From: Goffredo Baroncelli <kreijack@libero.it>
To: unlisted-recipients:; (no To-header on input)
Cc: Lutz Vieweg <lvml@5t9.de>, linux-btrfs@vger.kernel.org
Subject: BUG: btrfsRe: Does btrfs "raid1" actually provide any resilience?
Date: Thu, 14 Nov 2013 21:47:51 +0100 [thread overview]
Message-ID: <528536F7.6030503@libero.it> (raw)

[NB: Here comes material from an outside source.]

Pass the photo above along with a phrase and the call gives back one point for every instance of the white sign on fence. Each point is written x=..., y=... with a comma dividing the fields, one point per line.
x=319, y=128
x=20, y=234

In-Reply-To: <528514CA.8080903@libero.it>
On 2013-11-14 19:22, Goffredo Baroncelli wrote:
> On 2013-11-14 12:02, Lutz Vieweg wrote:
>> Hi,
>>
>> on a server that so far uses an MD RAID1 with XFS on it we wanted
>> to try btrfs, instead.
>>
>> But even the most basic check for btrfs actually providing
>> resilience against one of the physical storage devices failing
>> yields a "does not work" result - so I wonder whether I misunderstood
>> that btrfs is meant to not require block-device level RAID
>> functionality underneath.
>
> I don't think that you have misunderstood btrfs. On the basis of my
> knowledge you are right.
>
> With a kernel v3.11.6 I made your test and I got the following:
>
> - 2 disks of 100M each and 1 file of 70M: I was *unable* to create the
> file because I got a "No space left on device". I was not surprise BTRFS
> behaves bad when the free space is low. However I was able to remove a
> disk and remount the filesystem in "degraded" mode.
>
> - 2 disk of 3G each and 1 file of 100M: I was *able* to create the file,
> and to remount the filesystem in degraded mode when I deleted a disk.
>
> Note: in any case I needed to mount the filesystem in read-only mode.
>
> I will try also with a 3.12 kernel.
Ok, it seems to be a BUG of latest btrfs.mkfs:
If I use the standard debian "mkfs.btrfs":
ghigo@venice:/tmp$ sudo mkfs.btrfs -m raid1 -d raid1 -K /dev/loop[01]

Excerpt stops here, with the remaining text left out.